Hollywood also hates change. That is, if it involves any potential downturn in what's an already proven moneymaker. Just look at how much Daniel Craig was offered (reportedly around $90 million) to appear in two more James Bond films. And fans feel the same way, whether it's those playing their beloved characters in front of the camera, or sometimes even when there's a change behind it.

Such is the case with the third installment of the rebooted "Star Trek" film franchise. The first two flicks -- the terrific restart in 2009 and the less successful but still okay "Into Darkness" from 2013 -- were helmed by J.J. Abrams. But in keeping with the NFL analogy, he's jumped teams over to the "Star Wars" world, with Justin Lin (best known for directing the third through sixth installments of "The Fast and the Furious" series) now taking his place to helm "Star Trek Beyond."

And speaking of change or, more accurately, the lack thereof, that's the jumping-off point for the story that's been penned by Simon Pegg and Doug Jung. As we hear from a log update provided by Captain Kirk (a returning Chris Pine who's joined by all of the rest of the major players in reprising their roles from the past two films), things have gotten monotonous onboard the USS Enterprise that's now three years into its five-year mission.

Kirk has applied to be a vice-admiral, and Spock (Zachary Quinto) is contemplating leaving Starfleet service to help New Vulcan sprout and repopulate, something that hasn't sat that well with Uhura (Zoe Saldana), his girlfriend. None of which surprises McCoy (Karl Urban) who still doesn't understand his all-too-logical friend and has fun badgering him about that when not expressing his displeasure in other things, albeit in a folksy "Damn it, Jim, I'm a doctor, not a..." style.

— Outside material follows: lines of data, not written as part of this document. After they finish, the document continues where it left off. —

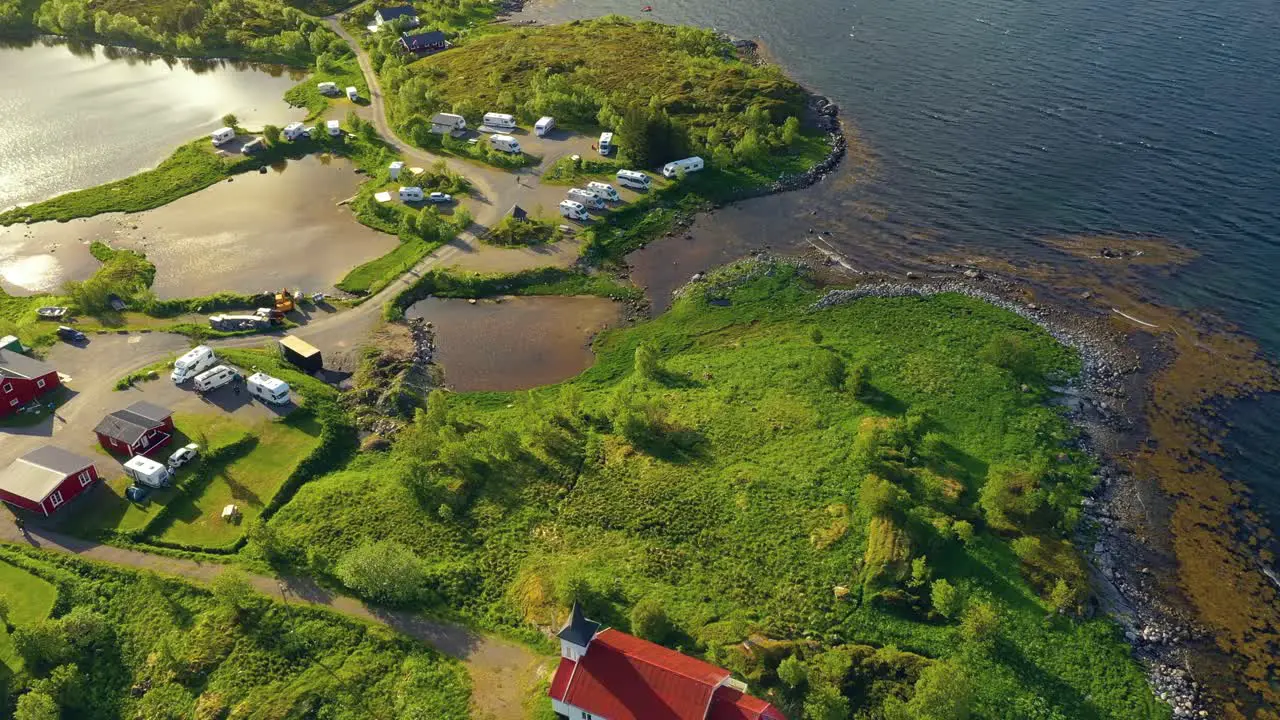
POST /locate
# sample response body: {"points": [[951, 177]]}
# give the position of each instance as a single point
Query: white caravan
{"points": [[688, 165], [195, 361]]}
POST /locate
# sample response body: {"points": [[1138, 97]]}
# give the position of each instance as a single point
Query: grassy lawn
{"points": [[248, 481], [30, 600], [758, 468]]}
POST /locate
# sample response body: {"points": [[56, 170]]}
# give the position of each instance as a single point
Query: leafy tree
{"points": [[947, 600], [36, 706], [384, 572], [792, 673], [826, 702], [649, 620], [981, 624]]}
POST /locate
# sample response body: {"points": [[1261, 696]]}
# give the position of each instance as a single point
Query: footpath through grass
{"points": [[138, 645], [864, 492]]}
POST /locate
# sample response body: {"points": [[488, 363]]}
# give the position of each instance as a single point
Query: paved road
{"points": [[502, 671]]}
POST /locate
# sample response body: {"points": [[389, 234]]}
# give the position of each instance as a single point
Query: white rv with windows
{"points": [[574, 210], [586, 197], [498, 121], [634, 180], [688, 165]]}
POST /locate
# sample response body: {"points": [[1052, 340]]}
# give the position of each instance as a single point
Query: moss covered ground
{"points": [[746, 468], [135, 645]]}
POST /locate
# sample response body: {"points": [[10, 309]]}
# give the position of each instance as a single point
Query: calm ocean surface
{"points": [[995, 122]]}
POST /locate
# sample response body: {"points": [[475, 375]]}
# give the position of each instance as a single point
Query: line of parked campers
{"points": [[200, 365], [581, 200]]}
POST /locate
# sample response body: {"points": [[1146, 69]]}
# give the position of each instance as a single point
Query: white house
{"points": [[612, 675]]}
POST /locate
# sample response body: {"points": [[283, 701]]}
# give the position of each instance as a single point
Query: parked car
{"points": [[137, 493], [183, 455]]}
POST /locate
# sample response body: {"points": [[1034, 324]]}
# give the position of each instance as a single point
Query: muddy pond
{"points": [[517, 342], [252, 232]]}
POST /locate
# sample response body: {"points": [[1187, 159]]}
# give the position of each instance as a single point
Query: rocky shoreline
{"points": [[1124, 584]]}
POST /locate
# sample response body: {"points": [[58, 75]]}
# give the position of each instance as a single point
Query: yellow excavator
{"points": [[284, 301]]}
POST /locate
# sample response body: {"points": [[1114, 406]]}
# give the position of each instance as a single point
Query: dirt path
{"points": [[502, 670]]}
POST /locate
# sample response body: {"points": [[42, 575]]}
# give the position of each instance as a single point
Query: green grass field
{"points": [[758, 469], [141, 645], [30, 601]]}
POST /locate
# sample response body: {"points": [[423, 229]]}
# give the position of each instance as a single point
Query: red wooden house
{"points": [[45, 479], [606, 674], [138, 429], [23, 379]]}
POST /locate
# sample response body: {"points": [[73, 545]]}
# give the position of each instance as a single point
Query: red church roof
{"points": [[625, 678]]}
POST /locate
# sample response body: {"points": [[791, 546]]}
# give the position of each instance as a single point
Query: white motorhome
{"points": [[195, 361], [634, 180], [604, 191], [688, 164], [214, 378], [506, 144], [586, 197], [146, 472], [574, 210], [499, 121], [268, 388]]}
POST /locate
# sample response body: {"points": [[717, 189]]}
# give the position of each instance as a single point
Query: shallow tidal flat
{"points": [[517, 342], [248, 233]]}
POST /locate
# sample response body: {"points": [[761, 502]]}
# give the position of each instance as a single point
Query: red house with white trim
{"points": [[45, 479], [138, 429], [23, 379], [612, 675]]}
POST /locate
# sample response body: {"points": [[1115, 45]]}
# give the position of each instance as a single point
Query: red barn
{"points": [[613, 675], [23, 379], [45, 479], [137, 429]]}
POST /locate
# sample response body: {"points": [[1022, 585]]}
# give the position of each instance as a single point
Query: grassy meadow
{"points": [[135, 645], [867, 492]]}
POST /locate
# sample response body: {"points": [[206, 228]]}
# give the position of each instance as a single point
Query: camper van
{"points": [[214, 379], [586, 197], [574, 210], [498, 121], [266, 388], [506, 144], [688, 164], [604, 191], [195, 361], [632, 180]]}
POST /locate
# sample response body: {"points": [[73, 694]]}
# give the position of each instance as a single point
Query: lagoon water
{"points": [[995, 123], [73, 117]]}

As has been the case in the previous entries, that chemistry along with the other such combos among the main characters -- harkening back to the original 1960s era TV show and its subsequent movies -- is what makes them and thus the film endearing. It's like watching a bunch of old friends squabble when you know that deep down they truly love, care for and would do anything for each other.

That chemistry is still spot on and helps the transition between Abrams' previous directorial style and that of Lin who apparently seems to think he's making "The Fast and the Furious" in space. That's not necessarily a bad thing, as the crew of the Enterprise gets their wish for a little change when a rescue mission turns out to be a trap engineered by a lure (Lydia Wilson) who's working for the lead villain (Idris Elba, mostly unrecognizable under lots of makeup, and inhabiting a villain who, unfortunately, just isn't that mesmerizing or thrilling to spend two hours with).

The subsequent attack on the Enterprise is something to behold, although one begins to wonder if the new series will keep on tapping into the old one. After doing Khan and now the destruction of the Enterprise and having the crew on a different ship, does that mean time travel and whales await us in installment number four?

Aside from that spectacular sequence, the rest of the action is okay and certainly easy enough to watch (particularly in regard to Sofia Boutella playing a survivor of a previous antagonist attack who's more than capable of holding her own), although the occasional frantic camerawork and editing make things hard to discern regarding what's really happening moment to moment. And overall, the pic has the visual look of an offering operating with a lower budget than its predecessors. It's decent, but lacks the wow factor that fueled the brilliant 2009 film.

Even so, and when viewed in the moment, it's an entertaining diversion featuring characters we like to watch, all of which helps distract one from the pic's various issues regarding a lackluster plot, villain or effects that look more in place in a TV series than a big summer movie. Whether viewers embrace this change is yet to be determined, but as a standalone pic, "Star Trek: Beyond" is good enough to rate as a 6 out of 10.